Aansprakelijkheid

Indien iemand schade lijdt in de speeltuin, bijvoorbeeld door een val van een speeltoestel, kan hij of zij via verschillende wetsingangen proberen de schade te verhalen op een ander. Vanuit de eigenaarsrol is de gemeente in beginsel aansprakelijk indien een persoon schade lijdt als gevolg van gebrekkigheid van de opstallen of de speeltoestellen. Als iemand schade lijdt zonder dat er sprake is van een gebrek aan het opstal (zoals speeltoestellen, hekwerken, beplantingen en verhardingen), bestaat die aansprakelijkheid in beginsel niet. Deze aansprakelijkheid op grond van het eigendom geldt ook wanneer de gemeente het technisch- en sociaal beheer volledig uit handen geeft en geen zicht heeft op de gang van zaken. Wanneer de speeltuinorganisatie het eigendom van de gebouwen en toestellen overneemt, verkrijgt die daarmee de aansprakelijkheid voor de deugdelijkheid ervan. De aansprakelijkheid voor de roerende speeltoestellen berust, voor zover die toestellen geen eigendom zijn van de gemeente, niet bij de gemeente.
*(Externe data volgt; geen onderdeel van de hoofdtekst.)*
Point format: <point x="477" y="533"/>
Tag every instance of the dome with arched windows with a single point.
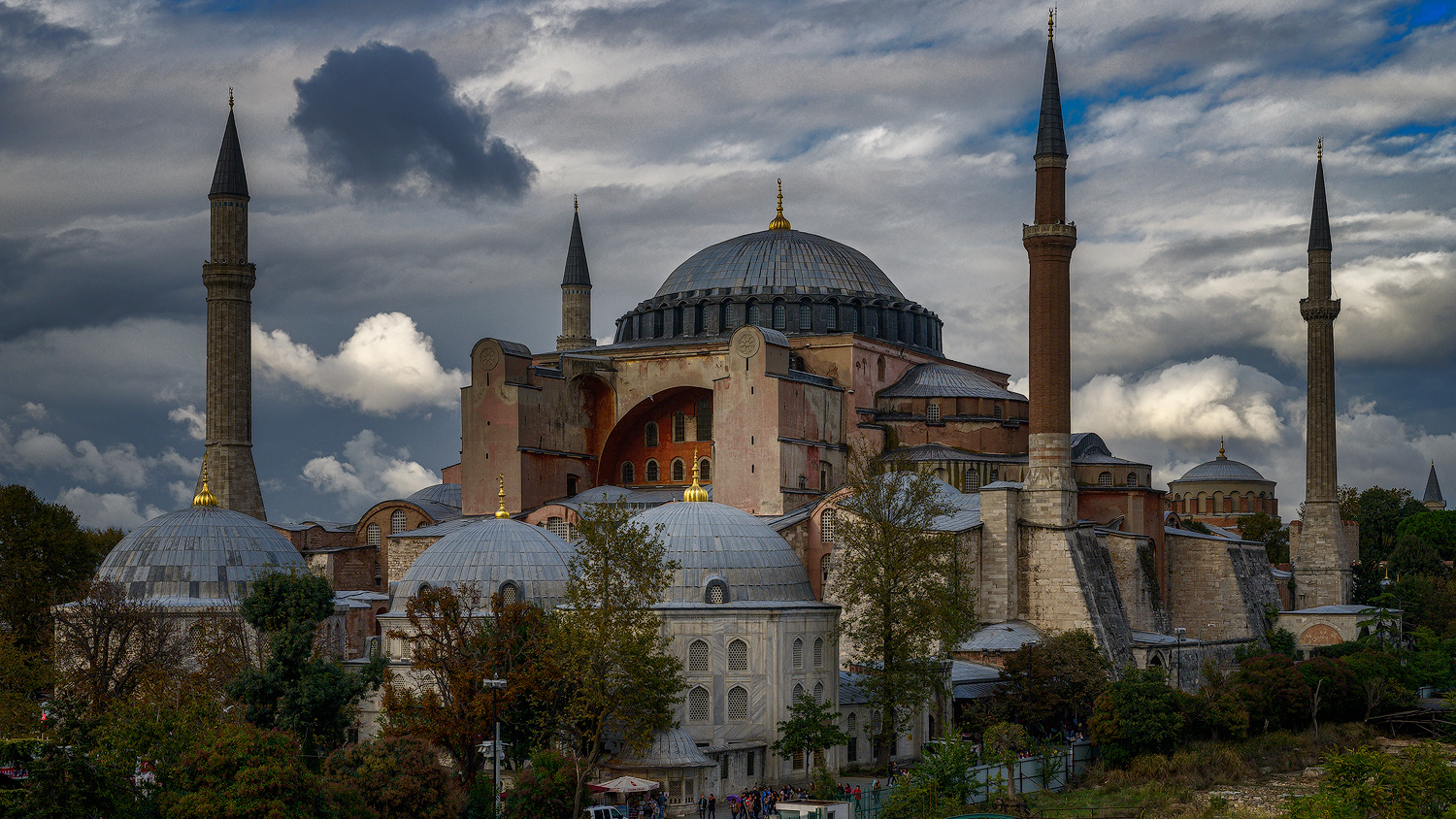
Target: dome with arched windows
<point x="495" y="554"/>
<point x="724" y="547"/>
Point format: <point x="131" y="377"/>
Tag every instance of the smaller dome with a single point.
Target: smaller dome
<point x="204" y="553"/>
<point x="489" y="553"/>
<point x="1223" y="469"/>
<point x="712" y="540"/>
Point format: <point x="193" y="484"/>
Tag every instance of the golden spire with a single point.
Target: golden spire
<point x="696" y="492"/>
<point x="204" y="496"/>
<point x="501" y="512"/>
<point x="779" y="223"/>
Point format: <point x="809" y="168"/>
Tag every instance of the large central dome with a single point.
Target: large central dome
<point x="780" y="261"/>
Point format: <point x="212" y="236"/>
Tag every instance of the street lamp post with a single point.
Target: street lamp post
<point x="495" y="748"/>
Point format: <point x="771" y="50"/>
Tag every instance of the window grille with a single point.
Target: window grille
<point x="698" y="655"/>
<point x="698" y="704"/>
<point x="737" y="655"/>
<point x="737" y="703"/>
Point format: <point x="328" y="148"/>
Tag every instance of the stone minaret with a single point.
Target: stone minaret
<point x="1322" y="559"/>
<point x="229" y="278"/>
<point x="1048" y="490"/>
<point x="576" y="291"/>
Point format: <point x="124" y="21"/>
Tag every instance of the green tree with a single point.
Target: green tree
<point x="46" y="559"/>
<point x="1263" y="527"/>
<point x="299" y="690"/>
<point x="396" y="777"/>
<point x="811" y="726"/>
<point x="1136" y="714"/>
<point x="1051" y="681"/>
<point x="906" y="589"/>
<point x="625" y="681"/>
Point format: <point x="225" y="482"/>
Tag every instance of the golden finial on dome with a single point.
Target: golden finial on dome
<point x="695" y="493"/>
<point x="204" y="496"/>
<point x="501" y="512"/>
<point x="779" y="223"/>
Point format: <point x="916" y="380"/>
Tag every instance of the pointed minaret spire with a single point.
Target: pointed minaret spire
<point x="576" y="290"/>
<point x="1433" y="499"/>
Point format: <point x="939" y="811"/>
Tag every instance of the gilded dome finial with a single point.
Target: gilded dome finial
<point x="779" y="223"/>
<point x="204" y="496"/>
<point x="695" y="493"/>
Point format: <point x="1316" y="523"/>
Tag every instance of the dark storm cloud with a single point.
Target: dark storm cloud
<point x="383" y="119"/>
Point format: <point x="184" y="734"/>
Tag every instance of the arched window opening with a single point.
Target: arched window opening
<point x="737" y="703"/>
<point x="737" y="655"/>
<point x="698" y="704"/>
<point x="698" y="655"/>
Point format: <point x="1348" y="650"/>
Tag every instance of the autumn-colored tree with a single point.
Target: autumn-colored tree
<point x="625" y="681"/>
<point x="906" y="588"/>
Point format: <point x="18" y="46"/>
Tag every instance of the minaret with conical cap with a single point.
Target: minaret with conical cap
<point x="576" y="291"/>
<point x="1048" y="489"/>
<point x="229" y="278"/>
<point x="1321" y="556"/>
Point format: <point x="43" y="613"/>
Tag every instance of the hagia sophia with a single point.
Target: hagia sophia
<point x="725" y="410"/>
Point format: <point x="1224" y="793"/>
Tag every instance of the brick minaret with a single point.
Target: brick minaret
<point x="229" y="278"/>
<point x="576" y="291"/>
<point x="1321" y="559"/>
<point x="1050" y="492"/>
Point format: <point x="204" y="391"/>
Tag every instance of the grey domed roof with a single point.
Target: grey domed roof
<point x="780" y="259"/>
<point x="204" y="553"/>
<point x="945" y="381"/>
<point x="447" y="493"/>
<point x="712" y="540"/>
<point x="1223" y="469"/>
<point x="488" y="553"/>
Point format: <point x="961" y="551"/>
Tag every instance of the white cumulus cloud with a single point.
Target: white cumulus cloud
<point x="384" y="367"/>
<point x="107" y="509"/>
<point x="366" y="473"/>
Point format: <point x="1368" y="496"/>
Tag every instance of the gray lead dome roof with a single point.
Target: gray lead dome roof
<point x="488" y="553"/>
<point x="712" y="540"/>
<point x="774" y="259"/>
<point x="204" y="553"/>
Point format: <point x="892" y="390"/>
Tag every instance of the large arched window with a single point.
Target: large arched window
<point x="698" y="655"/>
<point x="737" y="703"/>
<point x="737" y="655"/>
<point x="699" y="704"/>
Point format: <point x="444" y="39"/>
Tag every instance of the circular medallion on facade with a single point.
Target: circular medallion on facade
<point x="489" y="357"/>
<point x="745" y="344"/>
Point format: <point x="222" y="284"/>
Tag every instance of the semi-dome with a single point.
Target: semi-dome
<point x="774" y="261"/>
<point x="495" y="554"/>
<point x="201" y="553"/>
<point x="725" y="547"/>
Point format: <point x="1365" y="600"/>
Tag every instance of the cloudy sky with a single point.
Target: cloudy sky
<point x="413" y="168"/>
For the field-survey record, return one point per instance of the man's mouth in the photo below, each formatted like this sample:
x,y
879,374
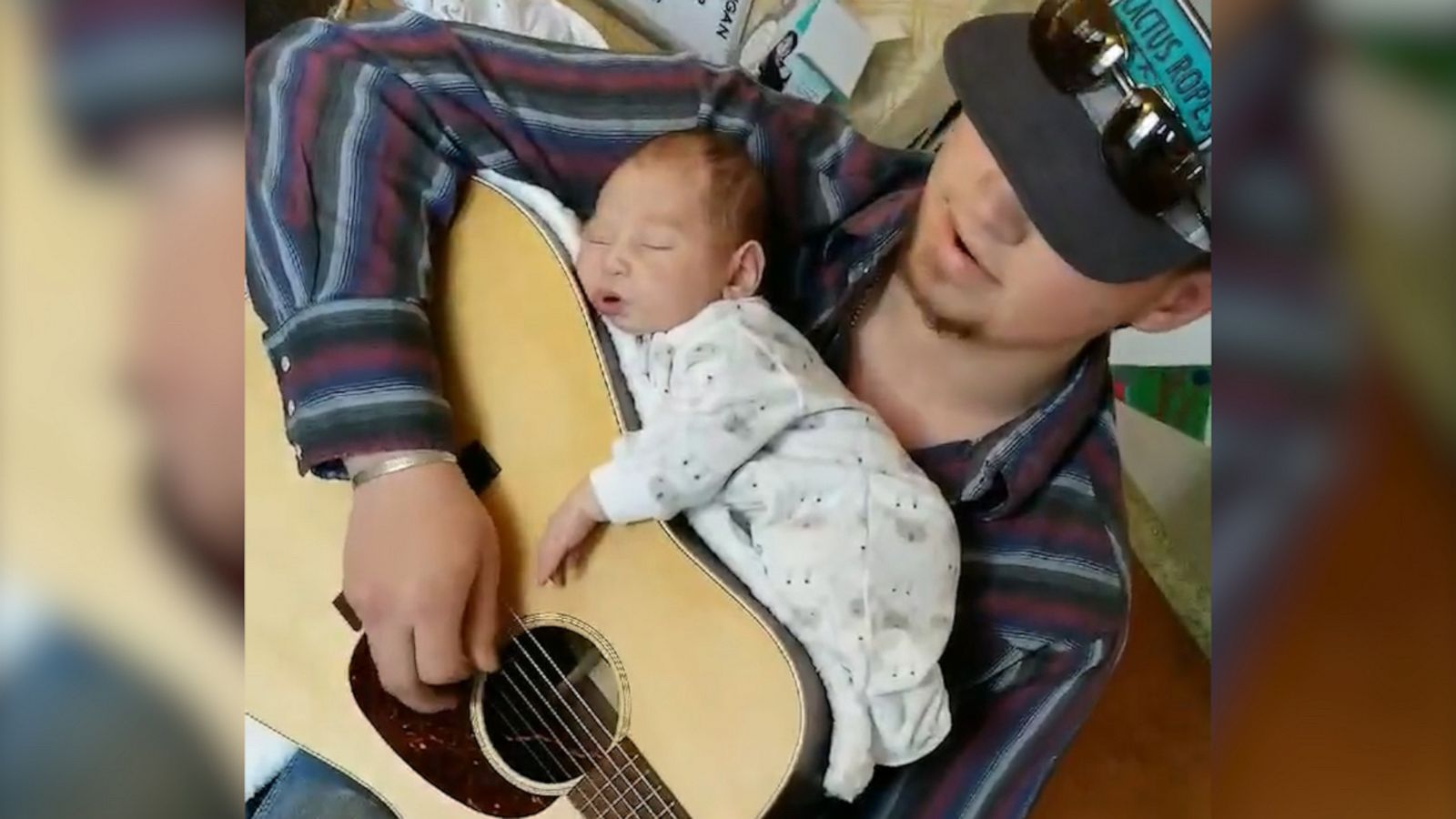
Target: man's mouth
x,y
957,259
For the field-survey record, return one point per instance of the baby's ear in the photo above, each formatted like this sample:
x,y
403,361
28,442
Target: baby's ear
x,y
744,271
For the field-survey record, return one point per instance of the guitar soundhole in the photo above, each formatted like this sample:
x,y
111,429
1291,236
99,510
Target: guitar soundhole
x,y
551,714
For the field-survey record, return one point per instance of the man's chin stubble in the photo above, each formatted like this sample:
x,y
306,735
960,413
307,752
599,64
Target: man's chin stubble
x,y
936,322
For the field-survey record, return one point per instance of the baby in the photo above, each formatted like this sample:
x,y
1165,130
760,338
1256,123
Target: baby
x,y
798,487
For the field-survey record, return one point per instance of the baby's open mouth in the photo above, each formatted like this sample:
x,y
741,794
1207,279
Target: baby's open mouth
x,y
609,303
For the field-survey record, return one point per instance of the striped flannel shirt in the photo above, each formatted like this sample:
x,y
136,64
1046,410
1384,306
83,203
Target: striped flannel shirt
x,y
360,140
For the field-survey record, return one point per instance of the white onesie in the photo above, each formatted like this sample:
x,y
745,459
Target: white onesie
x,y
804,493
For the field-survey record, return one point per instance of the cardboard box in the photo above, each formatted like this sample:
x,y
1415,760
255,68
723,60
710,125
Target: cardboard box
x,y
710,28
815,51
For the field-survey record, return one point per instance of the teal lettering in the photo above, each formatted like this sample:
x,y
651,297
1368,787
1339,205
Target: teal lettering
x,y
1132,7
1203,116
1162,48
1183,66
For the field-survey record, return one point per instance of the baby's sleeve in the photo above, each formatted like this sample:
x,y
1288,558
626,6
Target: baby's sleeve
x,y
728,395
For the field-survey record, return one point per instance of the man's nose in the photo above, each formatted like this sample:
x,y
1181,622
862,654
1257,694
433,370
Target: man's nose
x,y
996,208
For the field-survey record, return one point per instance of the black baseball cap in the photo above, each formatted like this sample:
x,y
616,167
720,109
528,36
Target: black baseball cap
x,y
1048,145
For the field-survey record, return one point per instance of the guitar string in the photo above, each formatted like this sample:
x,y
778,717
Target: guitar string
x,y
570,732
551,710
606,753
561,765
546,724
529,738
587,799
594,716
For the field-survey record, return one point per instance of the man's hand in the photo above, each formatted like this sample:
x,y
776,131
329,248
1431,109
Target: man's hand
x,y
568,526
421,569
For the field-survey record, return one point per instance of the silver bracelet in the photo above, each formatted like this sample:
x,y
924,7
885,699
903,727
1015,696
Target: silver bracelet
x,y
399,464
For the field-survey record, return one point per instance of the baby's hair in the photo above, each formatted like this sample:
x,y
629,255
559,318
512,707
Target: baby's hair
x,y
737,194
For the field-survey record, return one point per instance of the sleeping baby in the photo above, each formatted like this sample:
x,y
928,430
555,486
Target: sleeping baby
x,y
800,489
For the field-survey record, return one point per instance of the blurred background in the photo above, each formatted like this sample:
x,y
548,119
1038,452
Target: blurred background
x,y
1334,501
120,251
1334,537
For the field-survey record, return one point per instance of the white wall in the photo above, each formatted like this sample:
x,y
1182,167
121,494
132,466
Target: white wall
x,y
1191,344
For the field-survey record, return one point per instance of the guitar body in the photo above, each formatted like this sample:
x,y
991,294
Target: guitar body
x,y
648,685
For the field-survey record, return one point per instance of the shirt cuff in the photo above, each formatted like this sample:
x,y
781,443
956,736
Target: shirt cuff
x,y
623,496
359,376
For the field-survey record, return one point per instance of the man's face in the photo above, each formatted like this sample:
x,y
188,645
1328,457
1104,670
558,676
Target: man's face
x,y
186,351
979,268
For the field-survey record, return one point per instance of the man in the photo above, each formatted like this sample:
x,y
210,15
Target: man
x,y
968,300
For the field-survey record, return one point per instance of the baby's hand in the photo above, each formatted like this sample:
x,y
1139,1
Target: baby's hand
x,y
568,526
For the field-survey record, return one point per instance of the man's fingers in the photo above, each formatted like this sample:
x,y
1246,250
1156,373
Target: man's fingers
x,y
480,625
439,644
393,652
550,555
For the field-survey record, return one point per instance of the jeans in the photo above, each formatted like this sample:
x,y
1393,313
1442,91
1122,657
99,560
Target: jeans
x,y
310,789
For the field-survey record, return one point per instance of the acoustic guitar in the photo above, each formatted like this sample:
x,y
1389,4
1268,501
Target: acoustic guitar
x,y
650,685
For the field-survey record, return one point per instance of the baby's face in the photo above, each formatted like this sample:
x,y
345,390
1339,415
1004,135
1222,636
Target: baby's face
x,y
650,256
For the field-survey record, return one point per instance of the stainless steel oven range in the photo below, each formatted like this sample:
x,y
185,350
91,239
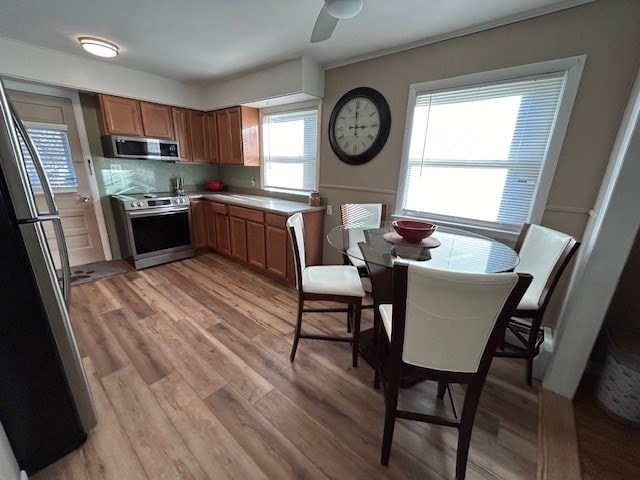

Naast de aansprakelijkheid op grond van eigendom, geldt de algemene wettelijke aansprakelijkheid. Een bezoeker van een beheerde speeltuin gaat met de speeltuinorganisatie een (stilzwijgende) verbintenis aan dat er veilig gespeeld kan worden. Wanneer dit niet zo is, bijvoorbeeld omdat er structureel te weinig of onbekwaam toezicht aanwezig is, kan dit de speeltuinorganisatie worden verweten. Dit kan ook aan de orde zijn indien de opstallen op zichzelf niet gebrekkig zijn. In de huurovereenkomst moet een vrijwaring voor de gemeente worden opgenomen. De zelfstandige speeltuin vrijwaart de gemeente voor schade en kosten, claims van derden, uit welke naam of hoedanigheid ook, voortvloeiend uit het betreden of gebruik van de speeltuin. Voor de opstallen geldt al dat de speeltuinorganisatie aansprakelijk is, maar voor de grond geldt dat niet automatisch en daarom is deze vrijwaring nodig.